Fixes: Add more prominent CTAs, move key links higher, add comparison tables, include pricing information.
Geographic Insights
If you're getting traffic from countries where your affiliate program doesn't work:
- Add alternative products for those regions
- Use geo-targeting links (Geniuslink for Amazon)
- Focus content on your primary market
Device Insights
If mobile clicks don't convert:
- Mobile users often research and buy later
- Consider your affiliate program's cookie window
- Test mobile-friendly affiliate pages
Optimization Strategies
1. Position Testing
Track which positions get clicked most:
- First mention in intro
- Within the main content
- Comparison table
- Summary/recommendation box
Most clicks usually come from comparison tables and recommendation boxes.
2. Link Text Testing
Track different anchor text:
- "Check price on Amazon"
- "Buy now"
- "See latest price"
- Product name only
"Check price" often outperforms "Buy now" because it's lower commitment.
3. Seasonal Patterns
Track click patterns over time: holiday shopping spikes, back-to-school seasons, Prime Day / Black Friday, post-payday patterns. Time your content updates and promotions accordingly.
Tools Comparison
| Tool | Best For | Price |
|---|---|---|
| LinkDisguiser | Simple click tracking | Free |
| Google Analytics | Existing GA users | Free |
| ThirstyAffiliates | WordPress sites | $79+/yr |
| ClickMagick | Advanced tracking | $69+/mo |
For most affiliates, a free tool like LinkDisguiser provides everything you need. Only upgrade when you're doing enough volume to justify the cost.
Common Mistakes
1. Tracking Everything, Analyzing Nothing
Don't just collect data—review it weekly. Look for top performing links, underperforming content, and unusual patterns.
2. Short Tracking Periods
A few days of data isn't meaningful. Track for at least 30 days before drawing conclusions.
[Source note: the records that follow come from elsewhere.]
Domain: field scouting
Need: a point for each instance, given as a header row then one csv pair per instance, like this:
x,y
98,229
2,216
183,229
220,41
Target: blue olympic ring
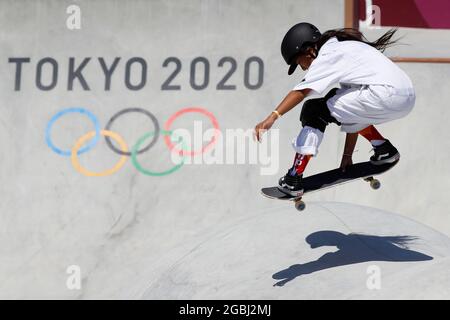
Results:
x,y
90,144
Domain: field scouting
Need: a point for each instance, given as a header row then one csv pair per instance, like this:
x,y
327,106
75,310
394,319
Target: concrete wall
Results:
x,y
52,216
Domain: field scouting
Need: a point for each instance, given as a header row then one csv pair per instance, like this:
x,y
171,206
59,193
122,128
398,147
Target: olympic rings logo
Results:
x,y
90,139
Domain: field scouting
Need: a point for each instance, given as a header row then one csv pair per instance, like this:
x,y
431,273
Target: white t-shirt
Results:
x,y
351,63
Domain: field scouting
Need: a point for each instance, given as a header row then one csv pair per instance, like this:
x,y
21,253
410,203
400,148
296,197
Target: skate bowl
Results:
x,y
326,252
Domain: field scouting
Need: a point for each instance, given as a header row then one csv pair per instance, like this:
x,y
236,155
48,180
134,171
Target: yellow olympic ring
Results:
x,y
89,135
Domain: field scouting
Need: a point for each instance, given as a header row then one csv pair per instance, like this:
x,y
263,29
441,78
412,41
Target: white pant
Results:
x,y
358,107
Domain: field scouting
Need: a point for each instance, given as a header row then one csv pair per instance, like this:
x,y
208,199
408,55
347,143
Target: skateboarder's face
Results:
x,y
305,59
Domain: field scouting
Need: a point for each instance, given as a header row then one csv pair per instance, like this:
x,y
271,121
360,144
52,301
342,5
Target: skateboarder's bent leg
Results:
x,y
315,116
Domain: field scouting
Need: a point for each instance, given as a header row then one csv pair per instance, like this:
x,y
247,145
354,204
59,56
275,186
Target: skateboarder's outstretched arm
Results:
x,y
289,102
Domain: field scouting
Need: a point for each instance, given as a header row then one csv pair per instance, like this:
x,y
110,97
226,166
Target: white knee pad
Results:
x,y
308,141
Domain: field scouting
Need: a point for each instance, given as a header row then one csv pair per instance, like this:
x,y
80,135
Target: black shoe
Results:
x,y
291,185
385,153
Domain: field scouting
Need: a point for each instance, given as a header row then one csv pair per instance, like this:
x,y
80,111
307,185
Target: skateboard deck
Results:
x,y
331,178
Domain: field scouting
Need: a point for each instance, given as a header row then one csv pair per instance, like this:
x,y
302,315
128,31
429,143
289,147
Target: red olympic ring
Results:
x,y
172,118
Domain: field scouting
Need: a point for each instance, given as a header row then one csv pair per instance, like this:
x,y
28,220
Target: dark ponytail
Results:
x,y
346,34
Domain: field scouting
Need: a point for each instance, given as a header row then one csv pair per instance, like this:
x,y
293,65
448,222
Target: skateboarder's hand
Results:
x,y
263,126
346,161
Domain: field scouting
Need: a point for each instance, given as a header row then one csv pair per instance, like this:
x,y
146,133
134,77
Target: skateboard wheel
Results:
x,y
375,184
300,205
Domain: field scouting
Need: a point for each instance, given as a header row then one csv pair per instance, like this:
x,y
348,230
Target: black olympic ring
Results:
x,y
139,110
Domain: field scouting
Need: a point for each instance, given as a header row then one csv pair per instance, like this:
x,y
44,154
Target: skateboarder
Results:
x,y
373,90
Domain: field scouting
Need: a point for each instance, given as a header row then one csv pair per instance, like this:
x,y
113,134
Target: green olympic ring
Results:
x,y
138,166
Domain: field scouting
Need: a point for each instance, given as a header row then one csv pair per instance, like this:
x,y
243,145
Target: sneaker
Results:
x,y
385,153
291,185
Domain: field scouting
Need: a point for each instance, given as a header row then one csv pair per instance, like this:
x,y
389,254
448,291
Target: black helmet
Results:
x,y
295,40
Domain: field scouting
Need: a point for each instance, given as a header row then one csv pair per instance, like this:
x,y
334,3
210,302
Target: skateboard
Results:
x,y
332,178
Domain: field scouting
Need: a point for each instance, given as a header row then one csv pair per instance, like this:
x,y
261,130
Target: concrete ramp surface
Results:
x,y
100,198
332,251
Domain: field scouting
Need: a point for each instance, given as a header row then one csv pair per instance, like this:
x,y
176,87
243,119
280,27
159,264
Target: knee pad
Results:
x,y
312,114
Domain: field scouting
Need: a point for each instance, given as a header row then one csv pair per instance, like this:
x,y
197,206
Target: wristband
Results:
x,y
277,113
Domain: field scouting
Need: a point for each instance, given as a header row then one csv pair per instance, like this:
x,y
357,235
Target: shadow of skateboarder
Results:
x,y
353,248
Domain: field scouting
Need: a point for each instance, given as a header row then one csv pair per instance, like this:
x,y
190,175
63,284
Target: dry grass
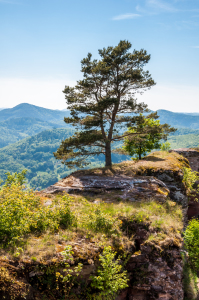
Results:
x,y
165,227
159,160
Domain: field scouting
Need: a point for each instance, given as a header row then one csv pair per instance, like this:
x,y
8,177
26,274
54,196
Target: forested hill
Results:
x,y
179,119
36,154
26,110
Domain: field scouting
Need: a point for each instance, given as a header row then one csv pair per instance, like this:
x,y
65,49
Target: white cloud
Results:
x,y
161,5
126,16
9,2
155,7
42,92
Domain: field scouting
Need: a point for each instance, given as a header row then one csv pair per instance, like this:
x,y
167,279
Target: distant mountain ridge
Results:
x,y
36,155
32,111
179,120
26,120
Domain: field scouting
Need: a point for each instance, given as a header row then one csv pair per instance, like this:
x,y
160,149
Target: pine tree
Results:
x,y
148,133
102,101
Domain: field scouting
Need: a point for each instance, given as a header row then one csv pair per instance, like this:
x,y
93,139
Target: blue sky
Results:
x,y
43,42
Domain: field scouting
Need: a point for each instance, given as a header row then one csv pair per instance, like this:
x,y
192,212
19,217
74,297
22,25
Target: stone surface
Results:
x,y
132,188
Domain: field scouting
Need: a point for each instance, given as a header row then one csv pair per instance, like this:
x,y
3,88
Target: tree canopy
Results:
x,y
149,135
103,103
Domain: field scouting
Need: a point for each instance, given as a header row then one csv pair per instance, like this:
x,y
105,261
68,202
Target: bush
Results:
x,y
104,223
189,178
110,277
166,146
191,240
22,212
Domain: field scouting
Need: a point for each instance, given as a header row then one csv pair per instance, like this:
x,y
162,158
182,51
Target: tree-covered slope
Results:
x,y
184,141
178,119
15,129
26,110
36,155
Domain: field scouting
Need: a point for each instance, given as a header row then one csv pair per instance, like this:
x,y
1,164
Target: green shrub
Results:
x,y
110,277
189,178
191,241
166,146
104,223
189,280
22,212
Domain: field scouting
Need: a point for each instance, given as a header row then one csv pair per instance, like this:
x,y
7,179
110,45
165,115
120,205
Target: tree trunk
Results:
x,y
108,154
140,153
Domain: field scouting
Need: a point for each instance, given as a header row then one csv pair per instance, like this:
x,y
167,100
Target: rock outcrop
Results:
x,y
155,269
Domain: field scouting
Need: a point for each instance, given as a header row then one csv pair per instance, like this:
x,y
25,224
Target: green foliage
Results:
x,y
189,178
191,242
22,212
184,141
69,274
110,277
166,146
102,222
102,101
16,178
145,135
36,155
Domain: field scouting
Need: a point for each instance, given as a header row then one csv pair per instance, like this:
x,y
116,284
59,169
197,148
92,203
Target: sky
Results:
x,y
43,41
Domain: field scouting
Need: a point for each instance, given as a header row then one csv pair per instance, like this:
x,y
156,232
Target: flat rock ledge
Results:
x,y
132,188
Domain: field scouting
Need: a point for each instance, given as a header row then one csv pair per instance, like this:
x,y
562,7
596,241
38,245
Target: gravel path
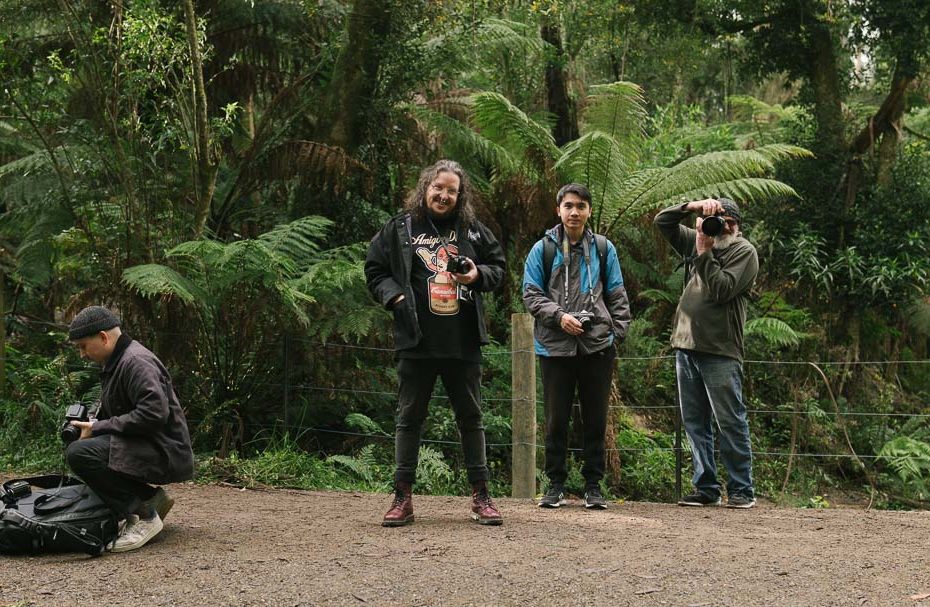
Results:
x,y
225,546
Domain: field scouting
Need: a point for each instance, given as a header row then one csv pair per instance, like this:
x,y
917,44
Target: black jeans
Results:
x,y
89,459
591,375
462,380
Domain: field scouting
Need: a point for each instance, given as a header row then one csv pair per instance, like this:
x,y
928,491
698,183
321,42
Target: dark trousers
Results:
x,y
89,459
591,375
463,385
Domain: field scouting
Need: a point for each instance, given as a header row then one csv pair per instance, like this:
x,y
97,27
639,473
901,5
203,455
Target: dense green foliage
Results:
x,y
214,170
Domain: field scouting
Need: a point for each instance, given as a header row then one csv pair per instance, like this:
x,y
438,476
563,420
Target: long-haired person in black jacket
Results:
x,y
430,265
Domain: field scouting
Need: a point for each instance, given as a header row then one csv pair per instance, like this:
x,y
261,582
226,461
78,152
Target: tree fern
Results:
x,y
774,331
504,123
154,280
909,459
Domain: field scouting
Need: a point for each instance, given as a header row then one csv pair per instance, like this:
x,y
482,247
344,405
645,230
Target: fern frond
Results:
x,y
908,457
507,125
618,109
776,332
363,423
743,190
458,137
152,280
359,468
298,240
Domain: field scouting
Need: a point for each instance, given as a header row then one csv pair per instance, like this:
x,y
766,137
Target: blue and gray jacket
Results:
x,y
582,291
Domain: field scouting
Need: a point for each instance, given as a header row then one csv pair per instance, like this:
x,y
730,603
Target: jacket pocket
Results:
x,y
405,326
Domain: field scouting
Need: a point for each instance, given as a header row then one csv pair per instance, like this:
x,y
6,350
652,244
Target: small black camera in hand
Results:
x,y
12,491
713,226
457,264
586,319
75,413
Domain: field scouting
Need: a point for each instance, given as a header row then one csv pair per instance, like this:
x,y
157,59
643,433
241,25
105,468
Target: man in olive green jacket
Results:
x,y
708,338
3. Ignoring Low Performers
Low-click links aren't failures—they're optimization opportunities. Figure out why and fix them.
Action Plan
Week 1: Setup
- Choose a tracking tool (start with LinkDisguiser—it's free)
- Replace your top 10 affiliate links with tracked versions
- Set up a simple spreadsheet to record weekly data
Week 2-4: Collect Data
- Let the tracking run
- Don't make changes yet
- Note any obvious patterns
Week 5+: Optimize
- Review your data
- Identify worst performing links
- Test improvements one at a time
- Measure results
Conclusion
Affiliate link tracking transforms guessing into knowing. You'll understand exactly what's working, what's not, and where to focus your efforts.
The best part? You can start for free, today.